Don’t take that for granted. Single parents can share with friends and other family, but to have that other person who has the same type of love for your kids, another person who values that child as only a parent can. No words can express what it means.
Make sure your kids know our kids are not less than just because our family looks different from yours. A recently widowed 30-something mom shared this one with me. Kids don’t always understand why families only have one parent, and they can sometimes say some very hurtful things to the kids.
No matter the reason there’s only one parent, share with your children how special these kids are, how much they need love and compassion. They’ve experienced loss no child should ever face. They may have a smile on their faces, but inside they are a mess of emotions. They need people to love and support them because their single parent home is a constant reminder of the loss they have experienced.
There’s never enough. Never enough money. Never enough time. We would love to go out with the girls for the evening, but we feel guilty leaving our kids even if it’s just for the evening. Even if we can make the schedule work, we probably don’t have the extra money to spend in such a frivolous manner.
If we choose to move forward, please don’t judge us. You don’t know the details. Maybe you watched us suffer through the death of a spouse or a messy divorce, and you think we need more time to heal before we move forward. Maybe you think we should be focused on our kids right now.
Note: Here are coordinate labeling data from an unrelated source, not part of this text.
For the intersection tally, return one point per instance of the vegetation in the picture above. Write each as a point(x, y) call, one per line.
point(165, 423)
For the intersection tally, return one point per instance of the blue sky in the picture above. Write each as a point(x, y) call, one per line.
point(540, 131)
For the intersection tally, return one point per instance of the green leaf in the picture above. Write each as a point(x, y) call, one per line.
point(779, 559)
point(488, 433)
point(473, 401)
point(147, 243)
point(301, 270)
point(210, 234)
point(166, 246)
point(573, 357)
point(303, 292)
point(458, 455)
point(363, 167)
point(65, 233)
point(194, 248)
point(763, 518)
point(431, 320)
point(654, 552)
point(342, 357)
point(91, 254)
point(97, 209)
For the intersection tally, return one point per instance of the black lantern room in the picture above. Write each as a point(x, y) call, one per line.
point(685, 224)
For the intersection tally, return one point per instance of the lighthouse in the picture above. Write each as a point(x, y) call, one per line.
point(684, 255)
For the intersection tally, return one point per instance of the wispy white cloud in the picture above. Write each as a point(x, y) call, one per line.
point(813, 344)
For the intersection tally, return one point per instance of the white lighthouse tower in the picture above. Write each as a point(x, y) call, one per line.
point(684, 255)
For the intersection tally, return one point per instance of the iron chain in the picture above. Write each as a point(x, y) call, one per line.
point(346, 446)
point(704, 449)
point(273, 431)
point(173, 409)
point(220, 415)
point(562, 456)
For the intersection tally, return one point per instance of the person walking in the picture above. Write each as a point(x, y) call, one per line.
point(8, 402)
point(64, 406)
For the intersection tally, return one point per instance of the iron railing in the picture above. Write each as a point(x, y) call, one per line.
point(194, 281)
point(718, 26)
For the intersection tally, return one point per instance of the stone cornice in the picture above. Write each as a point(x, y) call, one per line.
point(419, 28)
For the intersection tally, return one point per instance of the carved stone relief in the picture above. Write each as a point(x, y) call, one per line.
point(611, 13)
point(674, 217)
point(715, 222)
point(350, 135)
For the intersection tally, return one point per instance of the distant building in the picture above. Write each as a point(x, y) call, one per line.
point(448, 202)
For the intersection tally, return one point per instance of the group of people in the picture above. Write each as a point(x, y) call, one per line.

Ultimately, you don’t know where we are, the work God has done in us. You have to trust us, trust that we are doing our best to walk with God, to hear His voice, to be obedient. Let us live our lives. We will make mistakes, and we pray God gives us the ability to admit our mistakes. But maybe, just maybe, God has given us the freedom to move forward.
Sometimes, we just need a hug. I never dreamed I would miss physical touch so much. But I did! I longed to just have someone wrap their arms around me and give me a big bear hug! Everyone could use a hug!
Being a single parent is a rewarding journey. As hard as it is, there’s a bond between a single parent and his/her kids. How many nights did my teenager lie in bed with me until way past my bedtime, sharing his heart with me? How many times did my daughter give me the words of encouragement no one else could? How many times did my sweet kids see me struggling with something and step in to alleviate the burden?
As hard as those years were, I wouldn’t trade the journey for anything. My kids and I have a tight bond, a mutual respect few others can understand.
For those of you who are married, please look around. Maybe it’s time to find a fresh perspective on that single mom sitting alone at the soccer game. Maybe it’s time to get to know the young widower down the street, to see what you can do to help him out. Maybe it’s time to talk to your kids about the pain and loss those sweet girls in their class have experienced.
Maybe it’s time to look at single parents with the eyes of Christ, eyes that pour out compassion and love. Maybe it’s time to look after the orphan and widow in their distress (James 1:27).